With the arrival of March, the Daugava Gallery has opened Dace Lielā's solo show Paintings, which does not even have a title that would indicate something common, characterizing the exhibited works. Then they are looking for beautiful and true words to string together in sentences that would say something essential about what she has painted. But, is it even necessary, if what Dace Lielā has painted, is understandable in English, Swedish, German, Spanish, even Japanese. Dace Lielā paints nature.

Her teacher in painting, the excellent marine painter Eduards Kalniņš, said that he does not paint what he sees, but what he feels and knows. The same could be said about the nature painted by Dace, because one would not want to call her a landscape painter. That is not a bad word, but this time it’s not about wanting to explain why Claude Debussy wrote that "music is precisely the art that is closest to nature." Only musicians are given the privilege of capturing all the poetry of night and day, sky and earth, depicting the atmosphere of nature and conveying its incomprehensible rhythmic pulsation. If Dace's painting must be "translated", if it must be talked about, then the words can be "put to rest" and listen to the music of Pēteris Vasks, Arvo Part or Claude Debussy instead. You can, but you can also rely on absolute silence and dive deep into yourself, surrender to your dreams, hopes, longings, loneliness and lost illusions.

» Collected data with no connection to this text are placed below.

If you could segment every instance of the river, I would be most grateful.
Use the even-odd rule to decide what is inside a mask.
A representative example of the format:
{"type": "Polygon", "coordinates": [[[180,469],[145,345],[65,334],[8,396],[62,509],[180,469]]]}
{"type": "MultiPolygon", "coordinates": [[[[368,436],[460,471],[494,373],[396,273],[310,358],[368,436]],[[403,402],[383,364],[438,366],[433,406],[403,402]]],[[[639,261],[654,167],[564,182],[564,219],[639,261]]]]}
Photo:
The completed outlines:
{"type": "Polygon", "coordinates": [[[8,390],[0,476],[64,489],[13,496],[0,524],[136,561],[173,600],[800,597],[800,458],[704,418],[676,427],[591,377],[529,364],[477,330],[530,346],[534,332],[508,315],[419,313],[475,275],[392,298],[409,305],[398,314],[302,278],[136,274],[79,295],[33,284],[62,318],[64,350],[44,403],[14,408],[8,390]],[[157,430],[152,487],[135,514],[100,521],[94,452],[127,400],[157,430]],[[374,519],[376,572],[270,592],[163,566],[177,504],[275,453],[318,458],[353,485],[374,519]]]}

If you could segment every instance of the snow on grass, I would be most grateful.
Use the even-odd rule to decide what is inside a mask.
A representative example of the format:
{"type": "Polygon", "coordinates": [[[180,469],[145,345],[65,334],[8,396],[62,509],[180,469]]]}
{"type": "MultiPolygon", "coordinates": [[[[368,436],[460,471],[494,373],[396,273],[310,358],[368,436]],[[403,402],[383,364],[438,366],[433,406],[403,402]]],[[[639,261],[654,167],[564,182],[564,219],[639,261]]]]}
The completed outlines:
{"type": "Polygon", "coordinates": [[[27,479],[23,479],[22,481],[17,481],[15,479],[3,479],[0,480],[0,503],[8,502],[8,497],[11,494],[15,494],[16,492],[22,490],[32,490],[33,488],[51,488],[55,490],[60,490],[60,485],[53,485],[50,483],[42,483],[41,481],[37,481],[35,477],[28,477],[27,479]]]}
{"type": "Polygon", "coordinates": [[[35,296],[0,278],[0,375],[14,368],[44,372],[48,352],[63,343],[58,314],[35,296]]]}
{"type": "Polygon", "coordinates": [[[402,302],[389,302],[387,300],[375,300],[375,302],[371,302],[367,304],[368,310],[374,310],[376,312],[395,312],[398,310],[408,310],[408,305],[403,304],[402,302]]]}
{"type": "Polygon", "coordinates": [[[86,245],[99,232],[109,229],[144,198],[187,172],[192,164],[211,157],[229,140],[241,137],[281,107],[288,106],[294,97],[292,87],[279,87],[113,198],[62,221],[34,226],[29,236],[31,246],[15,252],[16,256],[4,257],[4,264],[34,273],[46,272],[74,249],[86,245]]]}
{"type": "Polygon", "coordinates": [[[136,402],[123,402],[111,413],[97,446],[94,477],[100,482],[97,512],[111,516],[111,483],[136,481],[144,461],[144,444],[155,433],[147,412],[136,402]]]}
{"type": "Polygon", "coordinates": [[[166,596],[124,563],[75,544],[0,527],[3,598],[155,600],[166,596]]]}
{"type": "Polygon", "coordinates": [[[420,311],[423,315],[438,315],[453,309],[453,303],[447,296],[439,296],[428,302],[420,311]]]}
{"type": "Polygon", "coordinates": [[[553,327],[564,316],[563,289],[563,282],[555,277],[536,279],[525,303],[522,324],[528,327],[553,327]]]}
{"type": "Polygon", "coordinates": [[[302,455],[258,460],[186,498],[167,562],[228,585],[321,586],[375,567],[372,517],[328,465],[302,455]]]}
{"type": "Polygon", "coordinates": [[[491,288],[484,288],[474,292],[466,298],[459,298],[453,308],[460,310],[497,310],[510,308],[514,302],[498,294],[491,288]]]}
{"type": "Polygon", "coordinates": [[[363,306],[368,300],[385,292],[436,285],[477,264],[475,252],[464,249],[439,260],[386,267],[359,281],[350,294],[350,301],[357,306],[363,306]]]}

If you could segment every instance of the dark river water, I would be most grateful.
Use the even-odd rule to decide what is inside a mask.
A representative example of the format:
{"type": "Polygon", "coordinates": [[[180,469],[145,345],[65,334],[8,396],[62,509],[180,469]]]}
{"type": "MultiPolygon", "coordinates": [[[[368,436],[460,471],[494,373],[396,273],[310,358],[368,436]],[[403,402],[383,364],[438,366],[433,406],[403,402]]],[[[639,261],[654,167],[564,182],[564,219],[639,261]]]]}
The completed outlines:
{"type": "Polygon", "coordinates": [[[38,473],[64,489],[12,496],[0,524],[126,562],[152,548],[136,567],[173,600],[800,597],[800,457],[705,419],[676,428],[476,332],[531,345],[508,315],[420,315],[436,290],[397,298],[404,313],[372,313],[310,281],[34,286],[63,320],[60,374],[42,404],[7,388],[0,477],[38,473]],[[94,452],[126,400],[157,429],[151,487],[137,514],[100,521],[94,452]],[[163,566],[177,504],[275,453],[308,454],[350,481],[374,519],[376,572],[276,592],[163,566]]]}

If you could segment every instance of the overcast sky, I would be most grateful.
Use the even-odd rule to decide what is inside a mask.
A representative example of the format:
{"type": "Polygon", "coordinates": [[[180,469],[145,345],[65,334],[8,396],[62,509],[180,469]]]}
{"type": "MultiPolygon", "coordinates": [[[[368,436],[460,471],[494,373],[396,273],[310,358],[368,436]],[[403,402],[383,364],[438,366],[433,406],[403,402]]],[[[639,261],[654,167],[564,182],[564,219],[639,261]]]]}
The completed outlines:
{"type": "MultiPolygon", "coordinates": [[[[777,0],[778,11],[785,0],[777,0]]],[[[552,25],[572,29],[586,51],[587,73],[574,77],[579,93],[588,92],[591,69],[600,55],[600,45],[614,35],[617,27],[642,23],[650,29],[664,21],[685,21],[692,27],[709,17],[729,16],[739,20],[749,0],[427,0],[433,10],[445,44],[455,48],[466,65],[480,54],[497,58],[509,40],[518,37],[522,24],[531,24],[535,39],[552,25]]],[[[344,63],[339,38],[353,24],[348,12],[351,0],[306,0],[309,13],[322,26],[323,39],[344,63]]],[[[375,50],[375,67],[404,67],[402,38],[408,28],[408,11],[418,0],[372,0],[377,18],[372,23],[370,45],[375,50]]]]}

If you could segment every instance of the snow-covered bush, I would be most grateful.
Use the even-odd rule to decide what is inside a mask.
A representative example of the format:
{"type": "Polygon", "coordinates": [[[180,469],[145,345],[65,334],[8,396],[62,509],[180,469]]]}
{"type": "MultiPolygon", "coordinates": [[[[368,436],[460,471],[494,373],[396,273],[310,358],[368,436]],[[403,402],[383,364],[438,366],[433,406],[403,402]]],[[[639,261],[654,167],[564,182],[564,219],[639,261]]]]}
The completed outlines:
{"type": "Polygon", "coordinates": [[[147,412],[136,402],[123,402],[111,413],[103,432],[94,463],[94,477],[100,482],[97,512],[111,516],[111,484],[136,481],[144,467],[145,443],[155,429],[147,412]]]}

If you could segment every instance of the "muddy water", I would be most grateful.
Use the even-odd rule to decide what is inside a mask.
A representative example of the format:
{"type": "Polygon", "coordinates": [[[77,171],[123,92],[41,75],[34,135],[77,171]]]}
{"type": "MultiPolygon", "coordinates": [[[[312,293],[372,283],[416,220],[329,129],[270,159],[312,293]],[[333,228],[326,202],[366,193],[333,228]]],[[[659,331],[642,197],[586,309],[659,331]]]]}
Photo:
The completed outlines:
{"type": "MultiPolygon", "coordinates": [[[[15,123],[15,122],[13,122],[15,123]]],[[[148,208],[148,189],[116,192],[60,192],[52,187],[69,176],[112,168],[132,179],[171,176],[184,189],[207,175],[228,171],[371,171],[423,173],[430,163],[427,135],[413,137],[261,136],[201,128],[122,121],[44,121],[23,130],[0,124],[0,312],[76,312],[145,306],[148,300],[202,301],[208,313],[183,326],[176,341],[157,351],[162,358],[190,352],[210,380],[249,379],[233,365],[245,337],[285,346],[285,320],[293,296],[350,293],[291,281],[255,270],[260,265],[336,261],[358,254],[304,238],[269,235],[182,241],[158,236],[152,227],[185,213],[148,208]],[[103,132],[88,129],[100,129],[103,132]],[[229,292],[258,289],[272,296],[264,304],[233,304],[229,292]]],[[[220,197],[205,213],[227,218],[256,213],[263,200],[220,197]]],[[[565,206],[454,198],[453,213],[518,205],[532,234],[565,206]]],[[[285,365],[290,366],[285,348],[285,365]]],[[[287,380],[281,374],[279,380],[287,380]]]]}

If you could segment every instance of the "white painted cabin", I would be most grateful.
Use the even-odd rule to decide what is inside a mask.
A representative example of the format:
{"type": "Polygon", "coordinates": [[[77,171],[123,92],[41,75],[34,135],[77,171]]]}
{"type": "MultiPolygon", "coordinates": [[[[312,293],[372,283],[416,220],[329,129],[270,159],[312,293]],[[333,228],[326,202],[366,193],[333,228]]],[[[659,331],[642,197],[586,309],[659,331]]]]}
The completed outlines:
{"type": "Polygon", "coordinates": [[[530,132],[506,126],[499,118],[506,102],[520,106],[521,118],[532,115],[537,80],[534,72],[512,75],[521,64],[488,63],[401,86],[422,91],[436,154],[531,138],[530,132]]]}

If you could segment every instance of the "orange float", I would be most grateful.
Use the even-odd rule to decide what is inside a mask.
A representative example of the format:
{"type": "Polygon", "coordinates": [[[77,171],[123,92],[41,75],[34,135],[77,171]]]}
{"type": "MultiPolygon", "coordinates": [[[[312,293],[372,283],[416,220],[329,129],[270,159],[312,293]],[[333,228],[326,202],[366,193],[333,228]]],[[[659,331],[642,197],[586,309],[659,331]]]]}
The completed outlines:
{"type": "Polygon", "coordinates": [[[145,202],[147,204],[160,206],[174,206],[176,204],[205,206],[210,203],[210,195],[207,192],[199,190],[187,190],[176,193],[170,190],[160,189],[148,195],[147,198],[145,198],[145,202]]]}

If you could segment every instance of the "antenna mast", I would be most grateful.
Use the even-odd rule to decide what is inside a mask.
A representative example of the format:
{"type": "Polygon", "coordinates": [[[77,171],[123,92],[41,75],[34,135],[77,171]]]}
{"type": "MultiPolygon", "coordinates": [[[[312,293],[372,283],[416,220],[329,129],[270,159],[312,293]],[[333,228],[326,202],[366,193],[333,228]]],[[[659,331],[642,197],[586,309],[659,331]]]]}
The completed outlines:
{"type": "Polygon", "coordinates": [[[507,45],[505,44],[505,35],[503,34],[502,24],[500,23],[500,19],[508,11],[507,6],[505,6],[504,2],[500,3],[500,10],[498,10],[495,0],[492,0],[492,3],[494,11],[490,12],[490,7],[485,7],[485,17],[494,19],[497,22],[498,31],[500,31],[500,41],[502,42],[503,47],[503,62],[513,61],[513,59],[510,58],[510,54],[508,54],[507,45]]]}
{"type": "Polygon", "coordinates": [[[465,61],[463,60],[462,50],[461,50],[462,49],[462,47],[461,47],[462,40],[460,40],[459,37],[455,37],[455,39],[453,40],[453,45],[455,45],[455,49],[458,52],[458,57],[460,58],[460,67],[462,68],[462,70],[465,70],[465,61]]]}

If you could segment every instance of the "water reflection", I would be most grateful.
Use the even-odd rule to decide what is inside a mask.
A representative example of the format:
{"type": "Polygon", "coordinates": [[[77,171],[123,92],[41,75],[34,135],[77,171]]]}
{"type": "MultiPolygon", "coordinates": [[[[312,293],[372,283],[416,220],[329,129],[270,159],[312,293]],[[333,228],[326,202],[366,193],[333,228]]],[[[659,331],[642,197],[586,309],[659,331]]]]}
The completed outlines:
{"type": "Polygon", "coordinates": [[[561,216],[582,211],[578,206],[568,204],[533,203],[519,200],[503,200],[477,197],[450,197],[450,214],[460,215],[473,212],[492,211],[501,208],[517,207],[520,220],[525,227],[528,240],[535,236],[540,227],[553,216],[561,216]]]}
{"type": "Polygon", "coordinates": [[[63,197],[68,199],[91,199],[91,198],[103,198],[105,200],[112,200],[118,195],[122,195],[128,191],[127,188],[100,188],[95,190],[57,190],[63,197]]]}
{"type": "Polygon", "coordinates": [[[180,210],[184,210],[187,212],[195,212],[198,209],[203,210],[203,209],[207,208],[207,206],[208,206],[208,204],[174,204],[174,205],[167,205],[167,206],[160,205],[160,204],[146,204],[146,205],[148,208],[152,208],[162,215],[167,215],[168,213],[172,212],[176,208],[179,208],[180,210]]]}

Painting, same as music, is high art, its world of expressions and experiences is infinite, of course, only for those who master this instrument. The aforementioned professor Eduards Kalniņš said that first you have to become a virtuoso and then go further. Such a slight confusion – further, where is this “further”. And this is indicated by Dace Liela’s painting, almost every painting takes you further, and it is possible to notice this for everyone who indulges in her painting, which is not just paint applied virtuously to canvas and is even more than music, let alone Debussy with his 24 preludes, The sunken cathedral, Moonlight and Water roses. In a recent interview, pianist Vestards Šimkus said that now is a time when there is a special need for Debussy’s music, he played those 24 preludes and considers himself a person who needs nature to live, to feel and understand himself and this time.

Dace Lielā's exhibition Paintings will help us welcome spring, it will be open to the public until April 26.